Oh well. So yes, Mason is attached to his Monkey and clings to him throughout most of the day. And in nine months Monkey hasn't been misplaced for more than five minutes. I remember my own animal as a child, my lambie [which by no means resembles anything close to a baaaa-ing creature]. It is so mangled and is probably crawling with some distant virus strain destined to sicken my family should I ever take it out of storage. [Lamb flu beware!] But this critter was lost on a weekly basis by yours truly, and to avoid that I've been pretty anal in where we keep Monkey to avoid heartbreak.

Lunch time arrives today. I am ready to kick up my feet, and I know the homestretch is in sight with the boys quickly approaching their afternoon snooze. I glance around quickly looking for his stuffed primate and fail to locate it. Our home is a rancher. It is 1500 square feet at best. The toddler duo are permitted to frolic in about half of that. Monkey is MIA. Emergency lock down.

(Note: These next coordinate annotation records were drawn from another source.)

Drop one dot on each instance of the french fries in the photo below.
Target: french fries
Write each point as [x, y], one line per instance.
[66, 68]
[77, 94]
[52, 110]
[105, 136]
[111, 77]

When a screaming fit ensued after I put Mason in his crib without his BFF, I shut the door while he screamed "Monkey" repeatedly at the top of his lungs. I cursed at myself for being an unfit parent and continued looking under every cushion, behind every curtain, and even in the toilet. To no luck avail I looked outside too. Something clicked, and I realized that maybe it was left at Target this morning as I happily perused the isles in search of some gym duds to replace ones I currently wear that are nearly half my age. [Sick and yet also sad.] Worse than leaving him at Target certainly picked up by a monkeyknapper by this point, I recalled when I worked many moons ago I had a knack for leaving random items on the roof of my car when I loaded my gear in the mornings.

I had terrible visions of monkey's appendages being torn apart by the passing steady traffic beyond our driveway if I managed to leave him on the Jetta roof. I briefly contemplated scouring the road and digressed to going inside once more to look. Blasted scatterbrained mom!

Kicking myself in the ass the whole way into the house I envisioned some way of making it up to him. I didn't care about the cost... just to make up for my ill intentions in lieu of losing his best friend.

As I sulked into the house ready to scan Amazon for their monkey stock pile, I spotted his beloved in a glass cabinet where I store extra diapers.

Oh glory be, I never thought I'd be so happy to see that snot-ball of a primate in all my life, and if there were room to do cartwheels [and had he the know-how] Mason would have done five in a row when I brought that lil' bugger back into his arms.

BUT, I still plan to check out Amazon for the day I really do accidentally plunge the little furball into oncoming traffic.